Of all the advice the White House has heard about how the president can help his party going into a tough, crucial midterm election, I am reasonably sure no one came up with this idea:
That’s right: Even as congressional Republicans and key members of Trump’s own administration try to figure out what the boss said to Boss Putin in Helsinki, and to assess the damage to U.S. interests and Trump’s own domestic and international standing, POTUS is working on a sequel. In the United States. In the autumn.
As New York’s Jonathan Chait wrote when Trump aired the thought of a second “summit” with Putin, he’s “characteristically doubling down in the most literal way possible.” But I doubt anyone thought “discussions are already underway” toward a meeting in Washington so very soon. After Labor Day, the president and his party are supposed to be focused exclusively on the twin goals of getting Brett Kavanaugh onto the Supreme Court and flogging “base” voters to the polls to save the GOP’s hold on Congress. A Trump–Putin summit in the middle of all this is about as welcome to Republicans as a rattlesnake beneath the breakfast table.
Republican leaders are doubtless hoping they can escape repercussions from the first summit because GOP voters don’t seem to care about what Trump did or said, while other voters (who have a much dimmer view of the bizarre affair) will perhaps forget about it. That won’t be possible if Trump insists on a sequel. The president’s whole consistently disturbing midsummer mystery tour to Europe never made much political sense given the timing. Bringing his global disruptions back home, particularly in the form of Vladimir Putin himself, is beyond baffling.

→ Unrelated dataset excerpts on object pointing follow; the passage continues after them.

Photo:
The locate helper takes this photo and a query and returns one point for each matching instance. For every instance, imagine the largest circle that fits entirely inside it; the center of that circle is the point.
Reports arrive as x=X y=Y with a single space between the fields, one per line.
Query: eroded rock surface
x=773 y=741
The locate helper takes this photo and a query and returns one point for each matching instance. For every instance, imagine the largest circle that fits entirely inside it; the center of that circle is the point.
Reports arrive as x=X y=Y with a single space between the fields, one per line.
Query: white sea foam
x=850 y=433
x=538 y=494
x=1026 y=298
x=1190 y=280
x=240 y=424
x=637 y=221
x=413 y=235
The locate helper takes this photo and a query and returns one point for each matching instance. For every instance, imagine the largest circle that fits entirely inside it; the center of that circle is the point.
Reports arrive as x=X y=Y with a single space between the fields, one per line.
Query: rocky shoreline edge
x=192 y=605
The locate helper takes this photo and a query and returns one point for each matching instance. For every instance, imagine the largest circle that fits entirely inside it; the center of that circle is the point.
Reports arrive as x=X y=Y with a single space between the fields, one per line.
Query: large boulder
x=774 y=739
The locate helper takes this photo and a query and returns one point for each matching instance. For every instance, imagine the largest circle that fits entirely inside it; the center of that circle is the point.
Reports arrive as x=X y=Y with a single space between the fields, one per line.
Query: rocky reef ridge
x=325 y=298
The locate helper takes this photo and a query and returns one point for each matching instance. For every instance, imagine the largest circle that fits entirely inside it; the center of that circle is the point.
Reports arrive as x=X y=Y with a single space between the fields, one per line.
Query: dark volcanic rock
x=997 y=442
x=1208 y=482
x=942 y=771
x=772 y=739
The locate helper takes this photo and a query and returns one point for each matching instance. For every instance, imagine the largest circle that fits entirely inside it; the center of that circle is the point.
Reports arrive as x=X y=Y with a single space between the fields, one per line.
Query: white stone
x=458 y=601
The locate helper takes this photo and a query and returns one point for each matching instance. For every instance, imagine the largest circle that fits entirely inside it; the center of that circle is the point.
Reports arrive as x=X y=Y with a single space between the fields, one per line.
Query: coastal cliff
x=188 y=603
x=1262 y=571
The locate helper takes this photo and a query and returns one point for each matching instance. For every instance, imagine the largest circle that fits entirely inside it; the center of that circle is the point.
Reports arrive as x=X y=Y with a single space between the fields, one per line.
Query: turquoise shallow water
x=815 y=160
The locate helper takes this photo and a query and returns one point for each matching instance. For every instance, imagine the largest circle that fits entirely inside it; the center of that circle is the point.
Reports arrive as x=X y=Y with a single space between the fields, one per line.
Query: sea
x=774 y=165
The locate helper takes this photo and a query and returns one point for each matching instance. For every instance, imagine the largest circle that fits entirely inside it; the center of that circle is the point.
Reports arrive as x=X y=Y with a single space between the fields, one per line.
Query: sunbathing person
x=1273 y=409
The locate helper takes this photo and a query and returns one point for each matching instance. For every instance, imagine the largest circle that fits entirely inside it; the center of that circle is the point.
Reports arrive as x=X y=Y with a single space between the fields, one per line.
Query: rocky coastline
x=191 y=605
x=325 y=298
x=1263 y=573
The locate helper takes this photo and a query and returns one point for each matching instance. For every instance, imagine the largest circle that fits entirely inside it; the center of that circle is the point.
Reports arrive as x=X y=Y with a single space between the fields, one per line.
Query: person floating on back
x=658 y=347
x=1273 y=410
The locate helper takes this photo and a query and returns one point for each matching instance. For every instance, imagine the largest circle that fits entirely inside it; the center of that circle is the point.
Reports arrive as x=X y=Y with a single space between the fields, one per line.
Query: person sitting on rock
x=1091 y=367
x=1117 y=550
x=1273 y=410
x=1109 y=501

You do have to wonder what Putin and his circle think of this strange development, and how he should express gratitude to his great admirer for his generosity. What does he do in Washington? Give Trump an opportunity to restore his alpha dog image after his beta dog behavior in Helsinki? Double down on the election meddling allegations and barnstorm with Trump through the House battleground states? Nothing seems too odd to be incredible at this point, unless it all turns out to be just another Trump feint.